Biopython HTTPError when Fetching more than 1400 Entries from NCBI
0
0
Entering edit mode
3.0 years ago

Hello, The premise: I have alot of Genbank IDs, which i need to check for the "root" Organism. (*alot -> about 4 Million) The way i tried this so far is by using the EUtils with Biopython, first uploading my IDs to NCBI Servers with EPost. After that i try to receive the smallest XML File possible with EFetch for each ID and parse it. The Problem now is: I can only Fetch about 1400 IDs *(XMLs) from the Server. If i try to fetch more, the server does not respond. Is there a way to fix this ? Is the capability of the history server limited to 1400 IDs per session ? id_list is just a long list with Ids for testing (about 37k) , count is the length of the list

My Code:

def biopython_epost(id_list):
Entrez.email = "myMail@tum.de"
e_post = Entrez.epost (db = "nuccore", id=",".join(id_list) )
webenv = search_results["WebEnv"]
query_key = search_results["QueryKey"]
handle_ids={"WebEnv":webenv,"QueryKey":query_key}
return handle_ids

def biopython_efetch(handle_ids, count):
webEnv = handle_ids["WebEnv"]
queryKey = handle_ids["QueryKey"]
Entrez.email = "mymail@tum.de"
Entrez.api_key = "myAPIKEY"
batch_size = 200
yeast_hits ={}
for start in range (0, count, batch_size):
end = min(count, start+1)
fetch_handle = Entrez.efetch(db="nucleotide",
rettype="docsum",
retmode="xml",
retmax = batch_size,
retstart = start,
query_key=queryKey,
webenv=webEnv)
fetch_records = Entrez.parse(fetch_handle)
for record in fetch_records:
temp=record['Title'].split(' ')[0:4]
yeast_info = ' '.join(temp)
yeast_hits[yeast_info] = yeast_hits.get(yeast_info,0)+1
return yeast_hits


Result:

Going to download record 1 to 37755
HTTPError: HTTP Error 400: Bad Request

Biopython EUtils NCBI • 1.2k views
0
Entering edit mode

Have you signed-up for (and are using) NCBI_API_KEY? When doing a large search like this you should build in a delay so NCBI does not think you are spamming their server.

0
Entering edit mode

Yes, i just deleted the API Key from my Post thats all, but i signed in and put in the Key with the request.

0
Entering edit mode

From my experience, you don't need epost. Just join eg 100 ids, and pass them to efetch. I wouldn't put much more id's at one time.
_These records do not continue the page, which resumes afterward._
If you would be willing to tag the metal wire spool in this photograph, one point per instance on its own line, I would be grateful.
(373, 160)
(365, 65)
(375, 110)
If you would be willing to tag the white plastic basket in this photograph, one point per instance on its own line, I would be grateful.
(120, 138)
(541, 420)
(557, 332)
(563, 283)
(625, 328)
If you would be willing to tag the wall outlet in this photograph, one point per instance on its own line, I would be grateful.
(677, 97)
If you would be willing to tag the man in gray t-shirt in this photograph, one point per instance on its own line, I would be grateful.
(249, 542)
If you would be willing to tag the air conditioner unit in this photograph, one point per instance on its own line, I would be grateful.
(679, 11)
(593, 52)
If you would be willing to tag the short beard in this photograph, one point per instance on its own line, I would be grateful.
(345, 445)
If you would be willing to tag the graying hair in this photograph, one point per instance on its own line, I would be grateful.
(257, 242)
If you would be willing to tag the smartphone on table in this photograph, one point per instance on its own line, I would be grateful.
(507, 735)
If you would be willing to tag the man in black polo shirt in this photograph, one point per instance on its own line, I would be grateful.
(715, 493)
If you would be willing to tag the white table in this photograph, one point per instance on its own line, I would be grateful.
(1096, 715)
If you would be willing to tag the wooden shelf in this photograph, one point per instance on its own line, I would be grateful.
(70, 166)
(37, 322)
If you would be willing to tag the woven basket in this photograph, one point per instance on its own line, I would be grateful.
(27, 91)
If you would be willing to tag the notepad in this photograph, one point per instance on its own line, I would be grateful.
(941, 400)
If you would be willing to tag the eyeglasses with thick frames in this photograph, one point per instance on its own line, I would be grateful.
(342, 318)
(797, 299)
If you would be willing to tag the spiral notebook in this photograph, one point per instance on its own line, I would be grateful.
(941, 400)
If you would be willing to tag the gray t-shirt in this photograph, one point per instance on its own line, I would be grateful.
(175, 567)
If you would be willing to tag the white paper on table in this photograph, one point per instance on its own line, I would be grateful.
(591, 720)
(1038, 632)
For example I'm using this construction to fetch fasta sequences without problem:

with Entrez.efetch(db='nucleotide', id=','.join(aclist), rettype='fasta', retmode='text') as h:
....


To my knowledge, there are some limits for ncbi databases - check out: https://eutils.ncbi.nlm.nih.gov/entrez/query/static/entrezlinks.html

There may be errors (you are downloading data over the internet) - you need to handle errors.

0
Entering edit mode

Thank you for that link! Still strange, as it seems that 5k should be the minimum, that i can only submit about 1400. I tried catching HTML Errors, but to no avail, it keeps failing at 1400. - Error 400 is server sided anyways, so all i can do is wait and retry. Its just that every where i look in the documentation its mentioned you should absolutely use EPost for large datasets and many requests. Efetch can fetch 200 Ids at once, but to get about 4 Million IDs in total...well, i got the weekend ahead, hope they wont ban me.

0
Entering edit mode

Hi, did you find the solution to this problem? I'm having the same issue and I'm not finding any clear answer. Thank you so much!